Alasan Mengapa Orang akan Cenderung Beresiko Obesitas Akibat <i>Daylight Saving Time</i>

By , Jumat, 13 Maret 2015 | 15:30 WIB

Sebuah studi menyatakan, transisi penghematan waktu siang hari atau Daylight Saving Time (DST) yang diberlakukan di Amerika bisa jadi beban berat untuk mereka yang menderita sakit.

Sebuah penelitian membuktikan bahwa orang yang menderita obesitas mengalami kesusahan yang lebih besar dalam menanggulangi kendala yang biasa disebut "social jet lag." Istilah tersebut menjelaskan keadaan dimana penderitanya mengalami kekacauan jam tubuh untuk beraktivitas (waktu untuk bekerja, bersosialisasi, dan beristirahat).

Social jet lag dapat diukur dari perbedaan pola tidur seseorang di hari-hari kerja dan di akhir minggu, yang juga berarti waktu tidur di hari kerja di akhir minggu atau hari libur.

Semakin besar perbedaan waktu yang didapat untuk istirahat diantara keduanya, semakin besar sindrom social jet lag yang didapatkan.

Perubahan waktu tidur tersebut otomatis menimbulkan ketidakselarasan antara jam tubuh seseorang dengan rutinitas mereka sehari-hari, dan pergantian DST akan semakin mengacaukan waktu tidur seseorang.

Menurut penelitian yang diterbitkan International Journal of Obesity secara online pada 23 Januari silam, ilmuwan meneliti data dari 850 pria dan wanita di Selandia Baru. Tidak satupun dari mereka yang bekerja pada shift malam.

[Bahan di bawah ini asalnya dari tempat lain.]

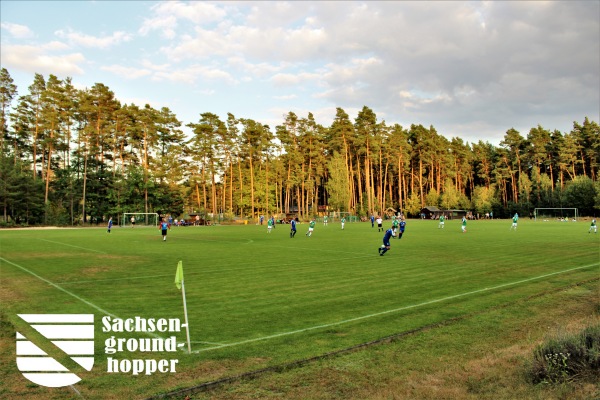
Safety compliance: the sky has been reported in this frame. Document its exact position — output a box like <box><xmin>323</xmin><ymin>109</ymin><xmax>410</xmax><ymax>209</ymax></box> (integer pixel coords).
<box><xmin>0</xmin><ymin>0</ymin><xmax>600</xmax><ymax>144</ymax></box>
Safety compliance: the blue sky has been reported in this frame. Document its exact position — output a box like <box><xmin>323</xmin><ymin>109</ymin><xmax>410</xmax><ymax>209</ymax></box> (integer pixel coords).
<box><xmin>0</xmin><ymin>0</ymin><xmax>600</xmax><ymax>144</ymax></box>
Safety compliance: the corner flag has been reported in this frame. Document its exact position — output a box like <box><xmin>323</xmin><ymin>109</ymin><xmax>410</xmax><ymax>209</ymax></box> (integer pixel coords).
<box><xmin>175</xmin><ymin>261</ymin><xmax>192</xmax><ymax>353</ymax></box>
<box><xmin>175</xmin><ymin>261</ymin><xmax>183</xmax><ymax>290</ymax></box>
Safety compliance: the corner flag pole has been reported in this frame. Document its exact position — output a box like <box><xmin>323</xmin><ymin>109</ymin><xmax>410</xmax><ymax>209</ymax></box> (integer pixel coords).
<box><xmin>175</xmin><ymin>261</ymin><xmax>192</xmax><ymax>354</ymax></box>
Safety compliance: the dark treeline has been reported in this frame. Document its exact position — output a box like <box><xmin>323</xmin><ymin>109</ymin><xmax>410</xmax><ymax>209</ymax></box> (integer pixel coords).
<box><xmin>0</xmin><ymin>68</ymin><xmax>600</xmax><ymax>225</ymax></box>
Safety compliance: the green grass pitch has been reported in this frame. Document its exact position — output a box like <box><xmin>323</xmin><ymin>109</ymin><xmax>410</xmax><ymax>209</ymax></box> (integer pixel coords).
<box><xmin>0</xmin><ymin>219</ymin><xmax>600</xmax><ymax>398</ymax></box>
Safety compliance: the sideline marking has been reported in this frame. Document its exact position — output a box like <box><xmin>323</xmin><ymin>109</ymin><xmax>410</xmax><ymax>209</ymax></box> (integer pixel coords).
<box><xmin>192</xmin><ymin>263</ymin><xmax>600</xmax><ymax>353</ymax></box>
<box><xmin>0</xmin><ymin>257</ymin><xmax>163</xmax><ymax>339</ymax></box>
<box><xmin>0</xmin><ymin>257</ymin><xmax>119</xmax><ymax>318</ymax></box>
<box><xmin>39</xmin><ymin>239</ymin><xmax>108</xmax><ymax>254</ymax></box>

Hasil penelitian mengatakan, orang yang waktu tidurnya sangat berbeda pada hari biasa (hari kerja) dan weekend, akan mendapat resiko menderita obesitas dan gangguan metabolism lainnya. Itu juga berarti, mereka yang mengalami social jet lag lebih lama dibandingkan mereka yang tidak akan lebih rentan terkena diabetes, inflamasi kronis dan sindrom gangguan metabolism lainnya.

Hal ini menunjukkan bahwa social jet lag dapat merujuk kepada gejala-gejala yang mirip dengan gejala jet lag akibat perjalanan jarak jauh, yaitu susah tidur, digesti yang tidak lancer, kehilangan selera makan, kesulitan dalam berkonsentrasi, iritasi, dan tidak bersemangat.

“Tidak seperti jet lag yang dialami para petualang atau traveler, social jet lag akan lebih berdampak serius pada kinerja bekerja seseorang, bukan pada sistem metabolismenya,” jelas Michael Persons, peneliti yang menulis laporan social jet lag tersebut. Parsons juga menyebutkan bahwa pengaruh social jet lag terhadap obesitas ditimbulkan akibat lamanya waktu tidur yang akan dialami penderita sehingga orang tersebut akan kurang bergerak, yang otomatis membua tubuhtnya sedikit membakar kalori, dan kemudian berdampak pada gula darah yang meningkat.